Major sporting events, such as the recent World Cup, are a veritable boon for newspapers and news brands. Supporters want to follow every minute of their team’s play, celebrate goals with fellow fans, and discuss the latest match in the finest detail.

Indeed, the period during which the Belgium World Cup squad played resulted in a one-third increase in pageviews for HLN mobile (Het Laatste Nieuws’ mobile application) compared to same period of time during the previous year. Newspaper sales also rose significantly on the days following Belgium’s games.

Capitalising on relevant current events helps elevate brand awareness
Capitalising on relevant current events helps elevate brand awareness

“Top topicals” enable brands to rapidly tap into current events

Sporting competitions such as these provide marketers the perfect opportunity for tapping into current events and linking their brand to national pride. And it’s precisely such hot-off-the-press events that are the news brands’ strength. They also boast the advantage of being able to work to extremely tight deadlines, which is essential when winning or losing is so hard to predict.

The use of “top topicals” is nothing new. Brands have been harnessing these creative advertisements to link themselves to current events for years. Tapping into predictable or unpredictable events often leads to surprising and particularly effective advertising.

The Belgian newspaper, Het Laatste Nieuws, took things one stage further during this year’s World Cup. On the final Saturday of the World Cup, it made the second and third pages of the newspaper available to advertisers wishing to link their advertisements to the national squad.
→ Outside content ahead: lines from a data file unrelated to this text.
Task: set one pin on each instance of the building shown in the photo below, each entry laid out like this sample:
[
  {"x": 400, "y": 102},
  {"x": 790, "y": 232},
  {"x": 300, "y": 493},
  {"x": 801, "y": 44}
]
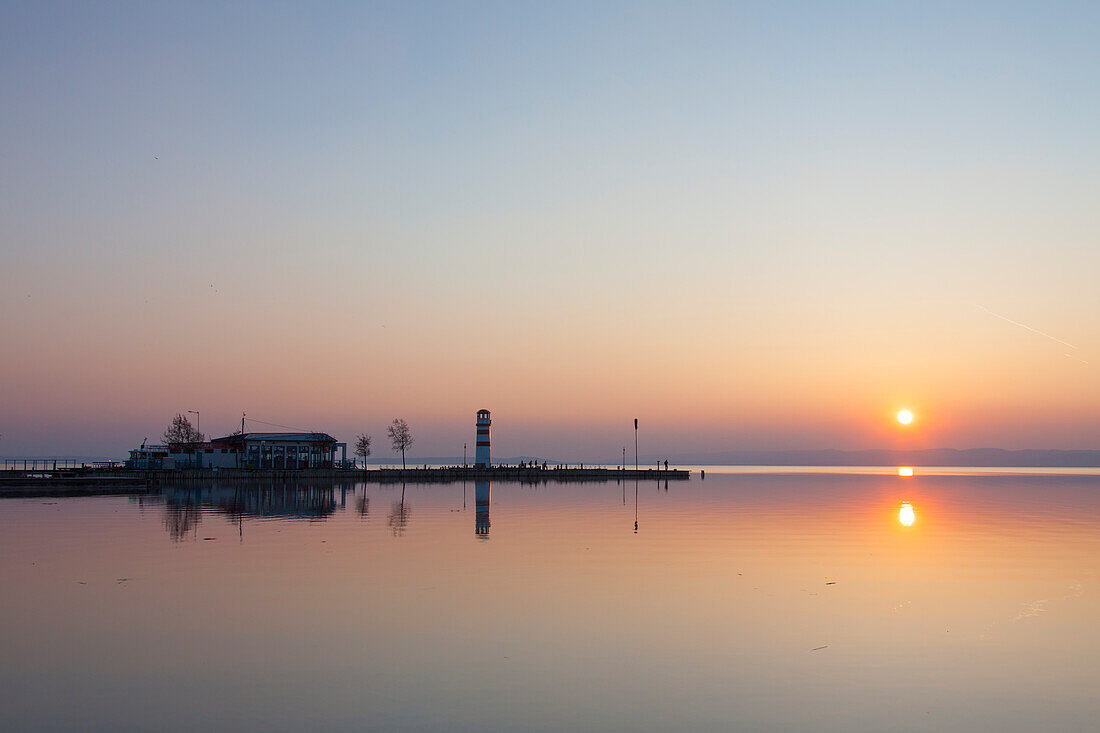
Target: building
[
  {"x": 284, "y": 450},
  {"x": 253, "y": 450},
  {"x": 481, "y": 455},
  {"x": 202, "y": 455}
]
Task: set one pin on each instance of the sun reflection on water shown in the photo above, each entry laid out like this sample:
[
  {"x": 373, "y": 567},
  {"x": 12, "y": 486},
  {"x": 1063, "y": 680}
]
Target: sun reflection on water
[{"x": 906, "y": 515}]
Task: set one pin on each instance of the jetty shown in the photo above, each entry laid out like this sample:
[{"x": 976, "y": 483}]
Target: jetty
[{"x": 90, "y": 480}]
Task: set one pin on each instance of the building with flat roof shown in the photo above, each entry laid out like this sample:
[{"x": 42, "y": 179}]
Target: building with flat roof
[{"x": 284, "y": 450}]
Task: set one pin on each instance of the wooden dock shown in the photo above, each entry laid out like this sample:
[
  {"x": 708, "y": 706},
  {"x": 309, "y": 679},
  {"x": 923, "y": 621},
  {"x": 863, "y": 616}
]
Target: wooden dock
[{"x": 90, "y": 481}]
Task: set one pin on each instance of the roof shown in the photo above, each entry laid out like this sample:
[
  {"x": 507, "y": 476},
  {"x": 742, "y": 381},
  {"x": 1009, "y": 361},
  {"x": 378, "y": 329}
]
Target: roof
[{"x": 278, "y": 437}]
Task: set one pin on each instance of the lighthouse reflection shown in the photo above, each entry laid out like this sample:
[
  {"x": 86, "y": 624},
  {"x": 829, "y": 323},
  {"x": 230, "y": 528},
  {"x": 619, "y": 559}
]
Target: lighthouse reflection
[{"x": 482, "y": 492}]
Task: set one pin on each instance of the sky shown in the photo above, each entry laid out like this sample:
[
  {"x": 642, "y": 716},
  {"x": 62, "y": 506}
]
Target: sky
[{"x": 751, "y": 226}]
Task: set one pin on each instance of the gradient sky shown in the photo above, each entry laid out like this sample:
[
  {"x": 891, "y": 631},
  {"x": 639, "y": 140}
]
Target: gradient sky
[{"x": 752, "y": 226}]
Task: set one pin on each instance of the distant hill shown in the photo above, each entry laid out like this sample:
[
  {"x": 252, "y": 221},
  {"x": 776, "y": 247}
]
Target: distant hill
[{"x": 972, "y": 457}]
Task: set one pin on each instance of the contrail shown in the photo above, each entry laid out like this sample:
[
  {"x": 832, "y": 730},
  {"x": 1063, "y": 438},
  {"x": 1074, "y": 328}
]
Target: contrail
[{"x": 1033, "y": 330}]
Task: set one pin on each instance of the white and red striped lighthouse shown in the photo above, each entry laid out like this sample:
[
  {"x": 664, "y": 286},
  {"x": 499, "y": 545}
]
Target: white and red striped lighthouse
[{"x": 481, "y": 455}]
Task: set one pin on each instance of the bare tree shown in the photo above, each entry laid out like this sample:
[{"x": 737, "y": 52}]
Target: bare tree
[
  {"x": 363, "y": 447},
  {"x": 182, "y": 434},
  {"x": 399, "y": 436}
]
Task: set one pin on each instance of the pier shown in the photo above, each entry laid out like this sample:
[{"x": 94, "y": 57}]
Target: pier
[{"x": 103, "y": 480}]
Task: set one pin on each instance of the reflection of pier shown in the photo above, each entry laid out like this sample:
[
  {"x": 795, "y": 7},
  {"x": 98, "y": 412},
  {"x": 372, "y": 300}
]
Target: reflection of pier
[
  {"x": 482, "y": 492},
  {"x": 451, "y": 473}
]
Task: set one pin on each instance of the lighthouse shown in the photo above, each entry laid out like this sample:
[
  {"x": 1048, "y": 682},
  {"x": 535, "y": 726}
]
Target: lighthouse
[{"x": 481, "y": 456}]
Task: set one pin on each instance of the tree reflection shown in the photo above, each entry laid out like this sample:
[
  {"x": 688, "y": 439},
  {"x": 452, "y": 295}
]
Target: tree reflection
[
  {"x": 180, "y": 518},
  {"x": 399, "y": 515}
]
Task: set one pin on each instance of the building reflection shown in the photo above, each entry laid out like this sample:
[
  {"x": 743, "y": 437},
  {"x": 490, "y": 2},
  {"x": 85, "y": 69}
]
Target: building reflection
[
  {"x": 184, "y": 505},
  {"x": 482, "y": 493}
]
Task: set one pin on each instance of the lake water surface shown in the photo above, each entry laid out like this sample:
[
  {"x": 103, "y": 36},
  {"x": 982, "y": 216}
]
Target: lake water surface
[{"x": 770, "y": 600}]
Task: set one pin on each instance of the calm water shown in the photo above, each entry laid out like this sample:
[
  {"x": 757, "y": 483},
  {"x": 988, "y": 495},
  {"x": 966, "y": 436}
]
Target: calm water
[{"x": 751, "y": 601}]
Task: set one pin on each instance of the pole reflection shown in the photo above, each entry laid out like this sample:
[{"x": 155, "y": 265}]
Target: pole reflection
[{"x": 906, "y": 515}]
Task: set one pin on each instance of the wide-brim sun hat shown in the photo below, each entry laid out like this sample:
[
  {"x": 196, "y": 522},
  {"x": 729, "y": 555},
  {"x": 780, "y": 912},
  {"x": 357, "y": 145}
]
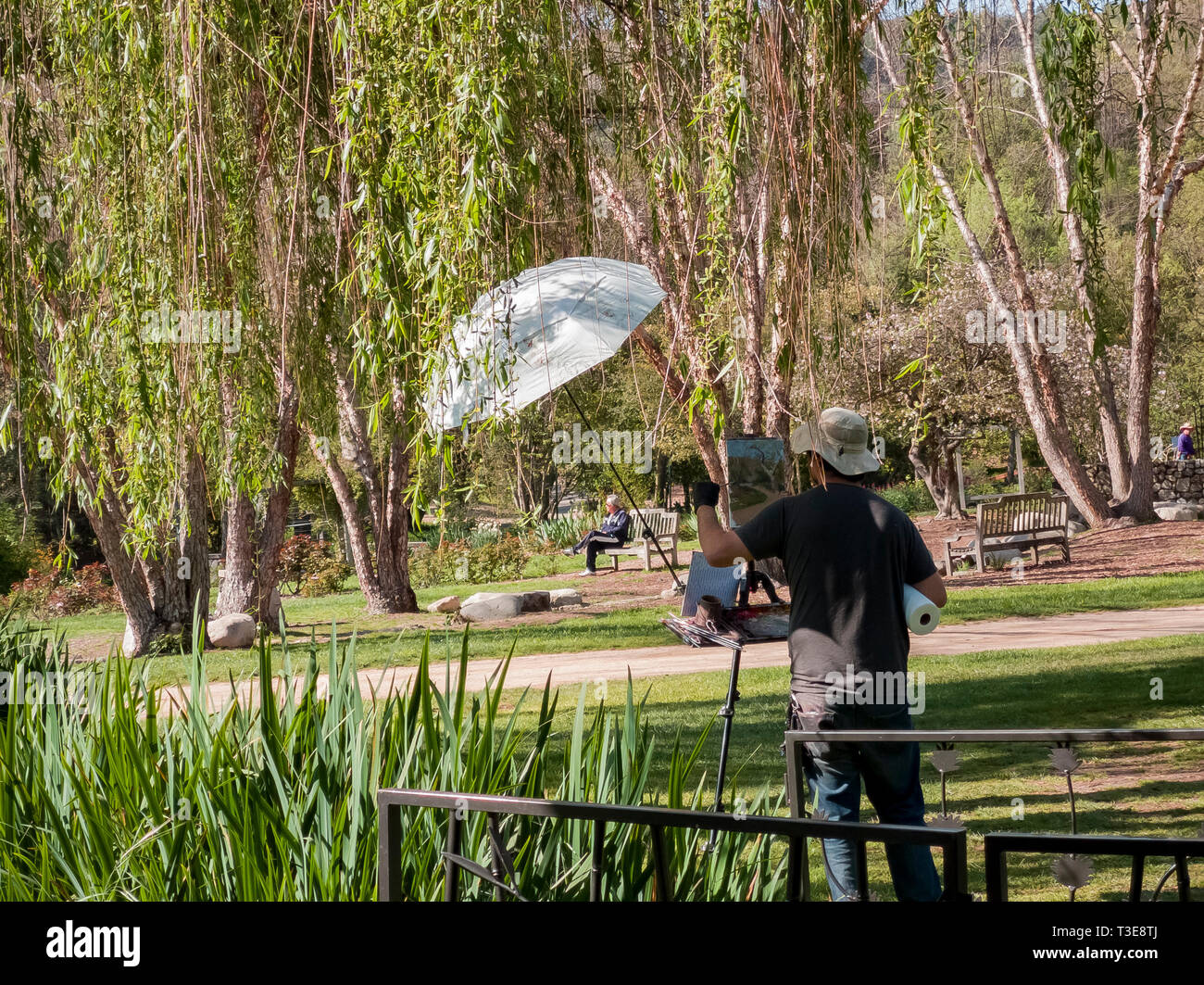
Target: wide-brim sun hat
[{"x": 841, "y": 437}]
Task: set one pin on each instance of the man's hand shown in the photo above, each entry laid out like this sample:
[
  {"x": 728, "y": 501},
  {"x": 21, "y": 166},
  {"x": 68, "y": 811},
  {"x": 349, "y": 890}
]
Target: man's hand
[
  {"x": 719, "y": 547},
  {"x": 706, "y": 494}
]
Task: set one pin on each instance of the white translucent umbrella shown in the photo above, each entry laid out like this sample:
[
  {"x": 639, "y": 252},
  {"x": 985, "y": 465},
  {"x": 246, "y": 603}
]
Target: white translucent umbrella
[{"x": 534, "y": 333}]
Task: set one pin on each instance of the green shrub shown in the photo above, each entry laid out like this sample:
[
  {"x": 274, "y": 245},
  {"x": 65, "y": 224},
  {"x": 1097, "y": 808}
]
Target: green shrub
[
  {"x": 911, "y": 498},
  {"x": 17, "y": 554},
  {"x": 324, "y": 575},
  {"x": 47, "y": 593},
  {"x": 441, "y": 565},
  {"x": 115, "y": 800},
  {"x": 564, "y": 531},
  {"x": 456, "y": 562},
  {"x": 501, "y": 562}
]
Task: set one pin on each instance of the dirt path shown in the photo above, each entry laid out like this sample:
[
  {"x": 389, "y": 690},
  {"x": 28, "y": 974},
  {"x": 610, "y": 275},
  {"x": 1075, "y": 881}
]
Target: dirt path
[{"x": 533, "y": 671}]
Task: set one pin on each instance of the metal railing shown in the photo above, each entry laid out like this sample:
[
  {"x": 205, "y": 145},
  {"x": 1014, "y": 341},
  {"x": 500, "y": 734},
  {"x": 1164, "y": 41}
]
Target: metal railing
[
  {"x": 997, "y": 845},
  {"x": 951, "y": 840},
  {"x": 1074, "y": 845}
]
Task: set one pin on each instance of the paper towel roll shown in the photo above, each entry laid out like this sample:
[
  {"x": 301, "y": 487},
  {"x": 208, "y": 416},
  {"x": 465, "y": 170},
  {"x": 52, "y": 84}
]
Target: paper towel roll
[{"x": 919, "y": 611}]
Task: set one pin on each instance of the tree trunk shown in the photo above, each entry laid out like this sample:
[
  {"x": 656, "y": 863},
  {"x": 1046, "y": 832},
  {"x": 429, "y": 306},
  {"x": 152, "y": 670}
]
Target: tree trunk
[{"x": 935, "y": 467}]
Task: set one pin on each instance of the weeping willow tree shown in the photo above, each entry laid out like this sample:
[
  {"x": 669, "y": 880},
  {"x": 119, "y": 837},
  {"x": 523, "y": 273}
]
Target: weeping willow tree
[
  {"x": 723, "y": 141},
  {"x": 152, "y": 285},
  {"x": 433, "y": 175},
  {"x": 954, "y": 85}
]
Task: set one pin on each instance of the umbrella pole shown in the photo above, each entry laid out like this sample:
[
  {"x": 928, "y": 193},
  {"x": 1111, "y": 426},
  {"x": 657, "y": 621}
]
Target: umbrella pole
[{"x": 631, "y": 499}]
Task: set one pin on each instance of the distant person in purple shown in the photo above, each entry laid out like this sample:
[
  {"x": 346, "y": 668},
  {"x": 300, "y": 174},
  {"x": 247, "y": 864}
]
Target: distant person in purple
[{"x": 1184, "y": 447}]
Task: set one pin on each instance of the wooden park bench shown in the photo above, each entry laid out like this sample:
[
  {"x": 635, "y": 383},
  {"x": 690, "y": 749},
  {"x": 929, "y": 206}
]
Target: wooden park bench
[
  {"x": 663, "y": 524},
  {"x": 1023, "y": 521}
]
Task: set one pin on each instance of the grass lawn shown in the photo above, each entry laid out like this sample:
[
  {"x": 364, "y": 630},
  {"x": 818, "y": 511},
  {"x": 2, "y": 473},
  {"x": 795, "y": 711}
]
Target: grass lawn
[
  {"x": 383, "y": 642},
  {"x": 1122, "y": 789}
]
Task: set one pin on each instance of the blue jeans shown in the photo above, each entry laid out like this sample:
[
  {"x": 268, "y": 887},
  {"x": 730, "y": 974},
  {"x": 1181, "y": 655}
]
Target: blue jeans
[{"x": 891, "y": 773}]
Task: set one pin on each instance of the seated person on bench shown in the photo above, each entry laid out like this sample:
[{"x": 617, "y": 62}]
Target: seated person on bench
[{"x": 613, "y": 534}]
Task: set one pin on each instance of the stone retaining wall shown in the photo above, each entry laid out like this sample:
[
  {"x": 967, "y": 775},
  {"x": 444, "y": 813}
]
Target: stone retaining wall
[{"x": 1172, "y": 479}]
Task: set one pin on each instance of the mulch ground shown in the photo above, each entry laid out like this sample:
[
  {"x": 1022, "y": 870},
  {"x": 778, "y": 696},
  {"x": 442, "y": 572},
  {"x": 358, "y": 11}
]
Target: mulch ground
[{"x": 1162, "y": 548}]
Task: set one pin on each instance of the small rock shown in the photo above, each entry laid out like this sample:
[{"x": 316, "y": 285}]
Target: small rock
[
  {"x": 536, "y": 601},
  {"x": 490, "y": 605},
  {"x": 235, "y": 631},
  {"x": 561, "y": 598},
  {"x": 1176, "y": 513}
]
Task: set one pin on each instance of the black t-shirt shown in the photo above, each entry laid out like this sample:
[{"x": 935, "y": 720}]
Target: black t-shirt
[{"x": 847, "y": 554}]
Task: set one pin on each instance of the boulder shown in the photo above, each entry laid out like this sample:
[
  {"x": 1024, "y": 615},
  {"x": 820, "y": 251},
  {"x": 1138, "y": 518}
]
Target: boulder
[
  {"x": 235, "y": 631},
  {"x": 490, "y": 605},
  {"x": 561, "y": 598},
  {"x": 536, "y": 601},
  {"x": 1176, "y": 511}
]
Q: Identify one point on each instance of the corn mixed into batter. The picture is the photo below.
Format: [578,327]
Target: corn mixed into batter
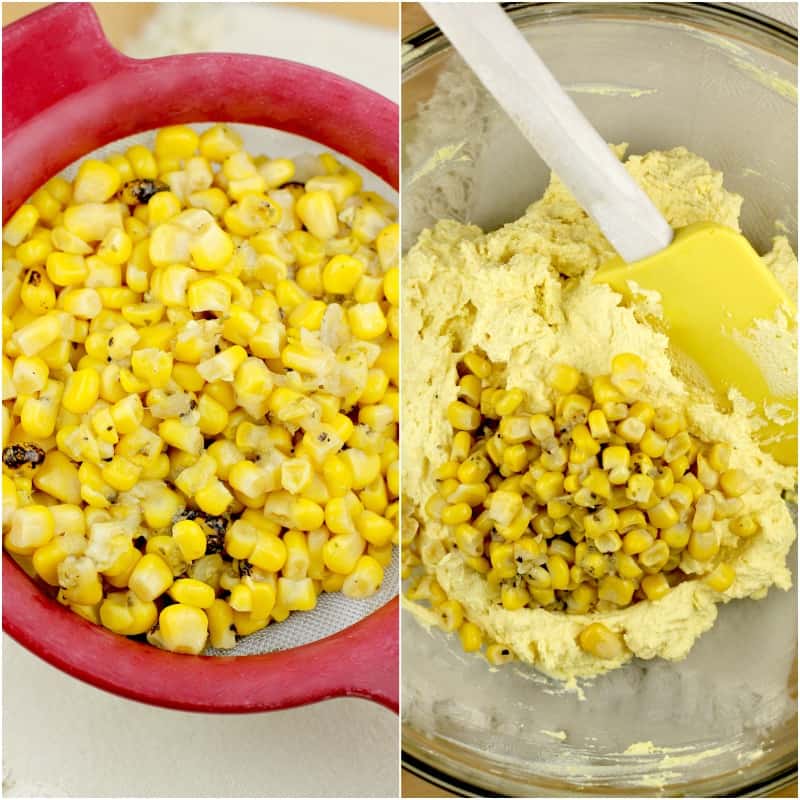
[599,503]
[200,387]
[575,494]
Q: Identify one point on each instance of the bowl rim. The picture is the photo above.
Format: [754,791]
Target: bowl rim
[362,659]
[429,41]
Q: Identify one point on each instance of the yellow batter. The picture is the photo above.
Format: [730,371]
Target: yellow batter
[523,294]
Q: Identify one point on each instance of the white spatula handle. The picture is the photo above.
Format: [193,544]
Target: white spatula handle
[514,74]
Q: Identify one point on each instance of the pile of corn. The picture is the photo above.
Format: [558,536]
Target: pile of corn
[605,502]
[200,375]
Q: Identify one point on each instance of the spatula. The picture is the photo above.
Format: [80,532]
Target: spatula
[713,286]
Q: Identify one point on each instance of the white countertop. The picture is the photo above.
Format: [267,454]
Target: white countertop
[62,737]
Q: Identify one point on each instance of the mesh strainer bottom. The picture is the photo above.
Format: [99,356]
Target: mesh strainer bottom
[334,612]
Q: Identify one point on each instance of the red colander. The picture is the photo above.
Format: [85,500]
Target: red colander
[67,92]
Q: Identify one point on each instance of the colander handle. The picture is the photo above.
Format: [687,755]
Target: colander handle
[52,54]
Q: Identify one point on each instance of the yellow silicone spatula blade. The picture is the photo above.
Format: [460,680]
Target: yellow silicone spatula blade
[714,289]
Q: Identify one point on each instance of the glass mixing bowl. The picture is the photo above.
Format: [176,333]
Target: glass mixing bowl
[719,80]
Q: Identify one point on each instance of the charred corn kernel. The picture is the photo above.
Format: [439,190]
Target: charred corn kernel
[498,654]
[721,578]
[745,525]
[192,593]
[317,212]
[655,586]
[703,513]
[563,378]
[79,580]
[599,522]
[66,269]
[734,482]
[183,628]
[30,374]
[38,417]
[639,490]
[597,640]
[151,577]
[364,580]
[37,292]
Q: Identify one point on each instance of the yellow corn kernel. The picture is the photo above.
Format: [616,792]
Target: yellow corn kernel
[616,590]
[703,545]
[365,579]
[182,629]
[655,586]
[81,391]
[628,373]
[214,498]
[30,374]
[190,539]
[151,577]
[31,527]
[220,625]
[721,578]
[38,417]
[734,482]
[563,378]
[745,525]
[77,575]
[95,182]
[597,640]
[184,437]
[37,292]
[192,592]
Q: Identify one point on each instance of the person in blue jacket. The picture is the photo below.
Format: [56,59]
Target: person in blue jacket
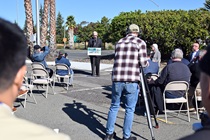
[63,60]
[40,55]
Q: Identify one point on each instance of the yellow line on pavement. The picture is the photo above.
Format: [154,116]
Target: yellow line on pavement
[163,120]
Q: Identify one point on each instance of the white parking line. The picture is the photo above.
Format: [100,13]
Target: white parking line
[85,89]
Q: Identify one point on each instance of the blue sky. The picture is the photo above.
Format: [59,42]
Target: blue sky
[94,10]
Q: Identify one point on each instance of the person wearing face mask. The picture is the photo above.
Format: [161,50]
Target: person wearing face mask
[95,60]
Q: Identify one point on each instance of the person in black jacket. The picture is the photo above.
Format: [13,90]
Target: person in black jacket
[95,60]
[194,79]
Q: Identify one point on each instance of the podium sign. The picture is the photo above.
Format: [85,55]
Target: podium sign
[94,51]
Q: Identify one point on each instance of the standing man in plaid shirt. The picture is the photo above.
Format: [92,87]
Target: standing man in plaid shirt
[130,52]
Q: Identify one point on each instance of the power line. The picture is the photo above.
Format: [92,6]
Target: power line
[154,3]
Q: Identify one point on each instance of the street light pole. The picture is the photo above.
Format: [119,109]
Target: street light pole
[37,23]
[17,11]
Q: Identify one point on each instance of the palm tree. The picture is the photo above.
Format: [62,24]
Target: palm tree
[70,23]
[44,23]
[29,24]
[52,24]
[207,5]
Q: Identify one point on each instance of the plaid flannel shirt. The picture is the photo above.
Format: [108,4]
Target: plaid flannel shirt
[129,52]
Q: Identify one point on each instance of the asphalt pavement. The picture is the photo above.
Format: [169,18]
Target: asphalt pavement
[81,112]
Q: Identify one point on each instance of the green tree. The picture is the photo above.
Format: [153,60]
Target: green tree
[59,28]
[168,28]
[70,23]
[207,5]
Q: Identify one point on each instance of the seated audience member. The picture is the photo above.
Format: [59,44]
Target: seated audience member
[153,67]
[12,70]
[195,78]
[176,71]
[185,61]
[204,132]
[39,56]
[63,60]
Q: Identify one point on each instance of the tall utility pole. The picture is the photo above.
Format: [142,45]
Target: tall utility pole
[37,23]
[17,11]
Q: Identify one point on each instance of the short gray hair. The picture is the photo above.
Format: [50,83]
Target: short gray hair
[177,53]
[202,52]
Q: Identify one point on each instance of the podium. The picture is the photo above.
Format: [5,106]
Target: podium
[93,51]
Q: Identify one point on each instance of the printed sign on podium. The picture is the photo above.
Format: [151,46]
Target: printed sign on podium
[94,51]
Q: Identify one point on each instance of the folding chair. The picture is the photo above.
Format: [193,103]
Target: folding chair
[29,87]
[197,96]
[21,93]
[176,86]
[65,77]
[37,65]
[154,76]
[41,76]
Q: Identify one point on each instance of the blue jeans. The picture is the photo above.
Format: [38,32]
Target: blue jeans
[172,96]
[131,91]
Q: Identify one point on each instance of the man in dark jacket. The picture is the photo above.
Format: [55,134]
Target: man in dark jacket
[95,60]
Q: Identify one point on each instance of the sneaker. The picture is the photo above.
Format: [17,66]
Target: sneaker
[130,138]
[14,109]
[110,136]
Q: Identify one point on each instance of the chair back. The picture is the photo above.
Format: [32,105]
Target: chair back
[60,66]
[37,65]
[40,72]
[198,90]
[177,85]
[154,76]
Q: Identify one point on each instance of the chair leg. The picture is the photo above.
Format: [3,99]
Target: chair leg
[24,105]
[31,93]
[180,109]
[47,90]
[188,112]
[165,111]
[54,85]
[196,107]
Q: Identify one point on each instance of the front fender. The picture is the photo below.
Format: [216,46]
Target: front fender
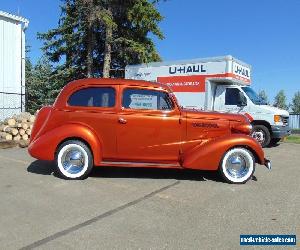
[208,156]
[44,146]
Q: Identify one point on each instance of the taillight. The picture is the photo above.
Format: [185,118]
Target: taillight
[242,128]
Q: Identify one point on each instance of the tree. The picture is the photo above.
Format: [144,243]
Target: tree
[262,94]
[280,100]
[296,103]
[97,38]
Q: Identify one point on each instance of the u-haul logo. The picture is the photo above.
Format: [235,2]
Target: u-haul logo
[183,69]
[242,71]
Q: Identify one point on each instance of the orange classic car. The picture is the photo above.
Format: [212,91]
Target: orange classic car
[129,123]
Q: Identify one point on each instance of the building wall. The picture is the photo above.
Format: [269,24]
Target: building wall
[12,70]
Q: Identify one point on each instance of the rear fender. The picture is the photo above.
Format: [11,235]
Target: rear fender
[208,156]
[44,147]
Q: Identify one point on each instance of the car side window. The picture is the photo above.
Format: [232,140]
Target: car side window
[146,99]
[232,96]
[93,97]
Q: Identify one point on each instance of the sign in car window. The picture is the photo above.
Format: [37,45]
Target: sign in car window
[140,101]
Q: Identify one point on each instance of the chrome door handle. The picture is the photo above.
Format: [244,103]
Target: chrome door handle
[122,120]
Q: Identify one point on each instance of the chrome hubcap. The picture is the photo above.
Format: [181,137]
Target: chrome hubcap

This unique placement on the most-read pages of the newspaper further enhanced the campaigns’ impact.

Strong results for brand and campaign

The campaigns didn’t go unnoticed. Post-tests revealed an average of 62% of the readers recalled the advertisements. In men, this percentage was even higher (64.5%). In this respect, “top topicals” perform better in the field of “ad recall” than an average 1/1 page in a newspaper (57% recall).

Both brands already enjoyed an extremely strong awareness among the general public. Nevertheless, the campaigns further enhanced brand awareness by an average of 2.6% (from 95.7% to 98.3%).

The Net Promoter Score for both brands also received a boost from readers who saw the campaign. This rose by 14 points for Coca-Cola and 21 points for Proximus.

Linking a promotional message to current events in a creative way actively strengthens the campaign’s impact. More readers recalled the ads, and the brands scored better on the various brand KPIs.

Not all media is bestowed such “on-the-ball” responsiveness. News brands are particularly well-suited to this, owing to their speed and flexibility. This way, both brands and news brands are able to score during high-profile events.